Phishing attacks remain one of the most prevalent and persistent
cybersecurity threat with attackers continuously evolving and intensifying
tactics to evade the general detection system. Despite significant advances in
artificial intelligence and machine learning, faithfully reproducing the
interpretable reasoning with classification and explainability that underpin
phishing judgments remains challenging. Due to recent advancement in Natural
Language Processing, Large Language Models (LLMs) show a promising direction
and potential for improving domain specific phishing classification tasks.
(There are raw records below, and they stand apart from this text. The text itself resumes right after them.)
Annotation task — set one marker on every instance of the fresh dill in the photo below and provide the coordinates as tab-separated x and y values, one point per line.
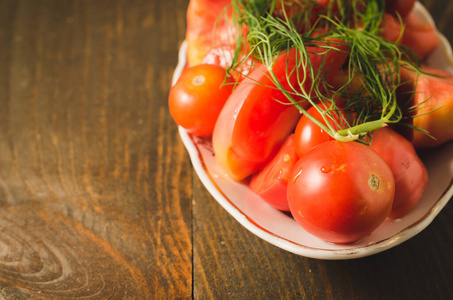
370	78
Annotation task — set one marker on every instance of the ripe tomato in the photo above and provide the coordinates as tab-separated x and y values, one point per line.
197	98
205	29
308	134
270	183
340	192
254	123
408	170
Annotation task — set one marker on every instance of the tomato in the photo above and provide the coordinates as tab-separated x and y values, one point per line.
270	183
223	56
254	122
419	35
308	134
340	192
400	7
202	17
408	170
197	98
434	97
391	28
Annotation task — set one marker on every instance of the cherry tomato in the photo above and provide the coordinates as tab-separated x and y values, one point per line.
270	183
197	98
340	192
408	170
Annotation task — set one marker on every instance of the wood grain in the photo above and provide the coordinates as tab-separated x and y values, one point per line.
98	199
94	183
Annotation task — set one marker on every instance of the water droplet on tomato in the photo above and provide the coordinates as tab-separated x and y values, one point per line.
325	169
198	80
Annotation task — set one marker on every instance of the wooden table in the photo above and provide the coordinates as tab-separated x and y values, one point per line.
98	198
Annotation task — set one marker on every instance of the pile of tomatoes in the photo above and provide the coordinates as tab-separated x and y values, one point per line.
337	191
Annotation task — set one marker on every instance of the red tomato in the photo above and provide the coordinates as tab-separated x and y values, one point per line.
270	183
308	134
197	98
400	7
202	17
408	170
391	28
433	95
340	192
419	36
254	123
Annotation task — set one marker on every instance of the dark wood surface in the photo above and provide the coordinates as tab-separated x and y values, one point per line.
98	198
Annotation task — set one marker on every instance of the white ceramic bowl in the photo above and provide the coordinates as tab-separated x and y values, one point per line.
282	231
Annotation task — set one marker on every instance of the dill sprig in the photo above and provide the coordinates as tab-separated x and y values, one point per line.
372	69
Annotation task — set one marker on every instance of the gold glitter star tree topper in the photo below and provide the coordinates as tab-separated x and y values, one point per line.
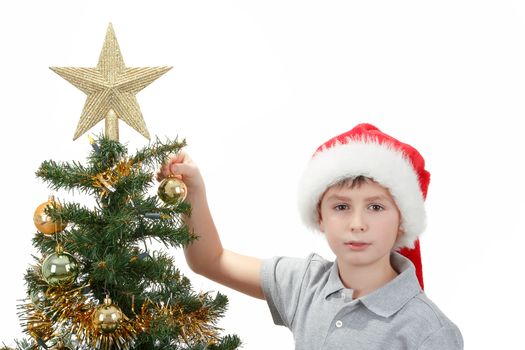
111	88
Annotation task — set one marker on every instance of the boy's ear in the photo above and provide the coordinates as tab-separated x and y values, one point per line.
320	221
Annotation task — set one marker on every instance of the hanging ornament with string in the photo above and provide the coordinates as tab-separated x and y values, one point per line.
43	222
60	268
172	190
107	317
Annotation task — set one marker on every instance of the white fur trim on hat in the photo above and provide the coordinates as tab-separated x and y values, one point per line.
381	162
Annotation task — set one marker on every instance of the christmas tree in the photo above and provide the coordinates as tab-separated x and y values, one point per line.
96	285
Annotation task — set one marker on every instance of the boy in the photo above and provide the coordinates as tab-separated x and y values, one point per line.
365	191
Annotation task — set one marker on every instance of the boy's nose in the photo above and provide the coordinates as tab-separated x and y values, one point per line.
357	223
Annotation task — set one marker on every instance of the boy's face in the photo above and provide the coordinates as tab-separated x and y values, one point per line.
361	224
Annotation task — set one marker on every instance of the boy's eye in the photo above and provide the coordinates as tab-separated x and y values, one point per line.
376	207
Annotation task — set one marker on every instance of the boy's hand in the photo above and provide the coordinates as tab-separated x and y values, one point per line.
182	166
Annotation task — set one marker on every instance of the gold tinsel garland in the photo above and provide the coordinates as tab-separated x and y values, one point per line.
107	179
71	311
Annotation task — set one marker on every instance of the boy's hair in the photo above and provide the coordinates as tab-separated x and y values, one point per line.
350	182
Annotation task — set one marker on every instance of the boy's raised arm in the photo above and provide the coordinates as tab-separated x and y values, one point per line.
206	256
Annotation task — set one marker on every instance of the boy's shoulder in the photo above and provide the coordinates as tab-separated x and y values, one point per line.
423	311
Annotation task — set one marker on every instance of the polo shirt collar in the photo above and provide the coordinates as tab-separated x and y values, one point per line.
391	297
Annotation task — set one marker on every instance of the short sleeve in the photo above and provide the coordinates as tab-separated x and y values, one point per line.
282	280
447	337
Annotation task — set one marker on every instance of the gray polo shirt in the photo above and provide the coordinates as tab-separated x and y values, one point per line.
308	297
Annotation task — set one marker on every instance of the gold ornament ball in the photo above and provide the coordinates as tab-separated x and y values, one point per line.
107	317
38	329
172	190
38	299
44	223
60	269
60	346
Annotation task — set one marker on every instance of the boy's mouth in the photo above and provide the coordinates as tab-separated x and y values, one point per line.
357	245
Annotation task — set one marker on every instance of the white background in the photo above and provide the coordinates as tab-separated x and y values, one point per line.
256	87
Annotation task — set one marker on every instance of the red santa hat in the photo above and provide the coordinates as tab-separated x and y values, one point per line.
367	151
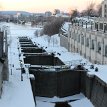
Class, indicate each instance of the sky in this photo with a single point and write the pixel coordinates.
(45, 5)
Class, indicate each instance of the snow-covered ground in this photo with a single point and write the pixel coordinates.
(17, 93)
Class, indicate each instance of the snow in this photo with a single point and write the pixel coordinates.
(17, 93)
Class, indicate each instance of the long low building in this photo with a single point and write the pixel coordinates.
(90, 40)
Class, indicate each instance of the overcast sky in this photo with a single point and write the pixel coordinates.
(44, 5)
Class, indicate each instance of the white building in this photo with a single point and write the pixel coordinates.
(104, 8)
(89, 40)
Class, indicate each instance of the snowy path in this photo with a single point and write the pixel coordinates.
(17, 93)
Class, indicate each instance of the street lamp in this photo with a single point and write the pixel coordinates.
(21, 65)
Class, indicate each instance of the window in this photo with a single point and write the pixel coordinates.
(92, 44)
(87, 42)
(79, 38)
(96, 25)
(106, 50)
(101, 26)
(105, 27)
(82, 40)
(99, 47)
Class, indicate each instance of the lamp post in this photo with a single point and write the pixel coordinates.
(21, 70)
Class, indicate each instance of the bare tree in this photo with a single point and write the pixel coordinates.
(90, 9)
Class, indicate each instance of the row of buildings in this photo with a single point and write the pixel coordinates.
(88, 37)
(4, 74)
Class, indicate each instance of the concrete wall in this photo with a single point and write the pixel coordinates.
(88, 52)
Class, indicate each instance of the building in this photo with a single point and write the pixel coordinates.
(104, 8)
(4, 74)
(90, 40)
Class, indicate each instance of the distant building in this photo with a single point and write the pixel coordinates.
(104, 8)
(89, 39)
(48, 14)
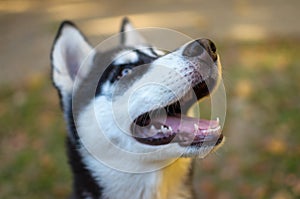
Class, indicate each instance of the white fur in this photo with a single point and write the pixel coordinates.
(125, 57)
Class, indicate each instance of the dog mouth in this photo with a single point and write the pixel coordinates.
(169, 125)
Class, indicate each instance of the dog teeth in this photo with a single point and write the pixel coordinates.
(196, 127)
(153, 130)
(165, 129)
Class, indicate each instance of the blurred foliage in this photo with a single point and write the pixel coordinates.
(259, 159)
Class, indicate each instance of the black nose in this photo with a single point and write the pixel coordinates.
(198, 46)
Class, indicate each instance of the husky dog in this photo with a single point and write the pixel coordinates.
(128, 132)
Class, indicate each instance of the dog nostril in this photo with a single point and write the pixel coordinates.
(210, 48)
(197, 47)
(193, 49)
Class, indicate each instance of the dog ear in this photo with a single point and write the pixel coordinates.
(129, 35)
(69, 50)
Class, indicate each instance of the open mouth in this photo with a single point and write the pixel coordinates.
(169, 124)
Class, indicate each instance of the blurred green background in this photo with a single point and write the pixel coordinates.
(259, 46)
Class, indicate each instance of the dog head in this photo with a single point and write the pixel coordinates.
(134, 97)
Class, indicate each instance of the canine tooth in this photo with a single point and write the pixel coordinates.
(164, 129)
(196, 127)
(152, 127)
(153, 130)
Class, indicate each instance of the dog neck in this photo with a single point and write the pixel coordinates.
(94, 180)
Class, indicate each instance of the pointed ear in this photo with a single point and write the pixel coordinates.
(129, 35)
(69, 50)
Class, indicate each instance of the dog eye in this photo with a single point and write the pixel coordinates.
(125, 71)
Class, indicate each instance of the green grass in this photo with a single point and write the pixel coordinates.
(259, 160)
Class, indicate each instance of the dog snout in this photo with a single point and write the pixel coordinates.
(197, 47)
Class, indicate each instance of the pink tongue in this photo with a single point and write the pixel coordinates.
(185, 124)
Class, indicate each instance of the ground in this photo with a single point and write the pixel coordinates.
(259, 46)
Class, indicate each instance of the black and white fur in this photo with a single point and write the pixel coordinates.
(95, 127)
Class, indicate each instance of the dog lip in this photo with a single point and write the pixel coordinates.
(180, 129)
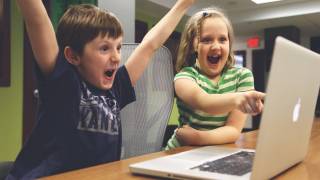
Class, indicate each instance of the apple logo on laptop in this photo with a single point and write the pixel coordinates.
(296, 110)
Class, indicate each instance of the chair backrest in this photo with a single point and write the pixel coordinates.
(5, 167)
(144, 121)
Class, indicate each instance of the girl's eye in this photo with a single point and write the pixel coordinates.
(223, 39)
(104, 48)
(119, 48)
(206, 41)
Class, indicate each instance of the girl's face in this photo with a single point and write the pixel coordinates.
(100, 61)
(213, 48)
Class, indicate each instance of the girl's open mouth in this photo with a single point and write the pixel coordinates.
(213, 59)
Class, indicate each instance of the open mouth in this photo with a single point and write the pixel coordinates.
(214, 59)
(109, 73)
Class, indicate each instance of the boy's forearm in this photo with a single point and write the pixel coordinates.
(40, 32)
(159, 33)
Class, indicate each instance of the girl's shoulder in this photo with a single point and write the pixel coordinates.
(237, 71)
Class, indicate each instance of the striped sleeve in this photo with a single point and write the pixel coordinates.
(186, 73)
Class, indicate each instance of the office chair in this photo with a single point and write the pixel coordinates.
(5, 167)
(144, 121)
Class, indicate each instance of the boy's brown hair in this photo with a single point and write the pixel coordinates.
(82, 23)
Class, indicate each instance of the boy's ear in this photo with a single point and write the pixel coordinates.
(71, 56)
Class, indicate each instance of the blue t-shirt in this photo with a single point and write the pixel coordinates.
(77, 125)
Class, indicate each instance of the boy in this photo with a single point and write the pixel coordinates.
(81, 86)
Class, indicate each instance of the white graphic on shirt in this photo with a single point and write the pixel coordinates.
(98, 114)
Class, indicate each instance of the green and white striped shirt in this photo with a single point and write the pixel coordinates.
(232, 80)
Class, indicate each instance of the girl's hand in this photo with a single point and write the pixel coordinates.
(187, 135)
(250, 102)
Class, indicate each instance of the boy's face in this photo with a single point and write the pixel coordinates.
(100, 61)
(213, 48)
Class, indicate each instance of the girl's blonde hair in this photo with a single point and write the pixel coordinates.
(192, 30)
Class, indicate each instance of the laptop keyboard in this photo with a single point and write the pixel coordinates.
(236, 164)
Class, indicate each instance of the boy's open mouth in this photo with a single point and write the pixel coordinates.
(109, 73)
(214, 59)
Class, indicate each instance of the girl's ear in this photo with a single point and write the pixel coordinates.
(71, 56)
(195, 45)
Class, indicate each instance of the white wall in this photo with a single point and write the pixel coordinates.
(125, 11)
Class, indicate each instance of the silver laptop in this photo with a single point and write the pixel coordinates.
(283, 135)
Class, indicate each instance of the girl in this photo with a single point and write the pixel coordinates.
(213, 97)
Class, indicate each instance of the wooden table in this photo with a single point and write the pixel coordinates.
(308, 169)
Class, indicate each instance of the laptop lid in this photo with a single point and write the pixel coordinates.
(289, 107)
(285, 124)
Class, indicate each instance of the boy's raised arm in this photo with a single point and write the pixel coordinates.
(139, 59)
(41, 33)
However, enhancing the reliability and robustness of classification models
requires not only accurate predictions from LLMs but also consistent and
trustworthy explanations aligning with those predictions. Therefore, a key
question remains: can LLMs not only classify phishing emails accurately but
also generate explanations that are reliably aligned with their predictions and
internally self-consistent? To answer these questions, we have fine-tuned
transformer based models, including BERT, Llama models, and Wizard, to improve
domain relevance and make them more tailored to phishing specific distinctions,
using Binary Sequence Classification, Contrastive Learning (CL) and Direct
Preference Optimization (DPO). To that end, we examined their performance in
phishing classification and explainability by applying the ConsistenCy measure
based on SHAPley values (CC SHAP), which measures prediction explanation token
alignment to test the model's internal faithfulness and consistency and uncover
the rationale behind its predictions and reasoning. Overall, our findings show
that Llama models exhibit stronger prediction explanation token alignment with
higher CC SHAP scores despite lacking reliable decision making accuracy,
whereas Wizard achieves better prediction accuracy but lower CC SHAP scores.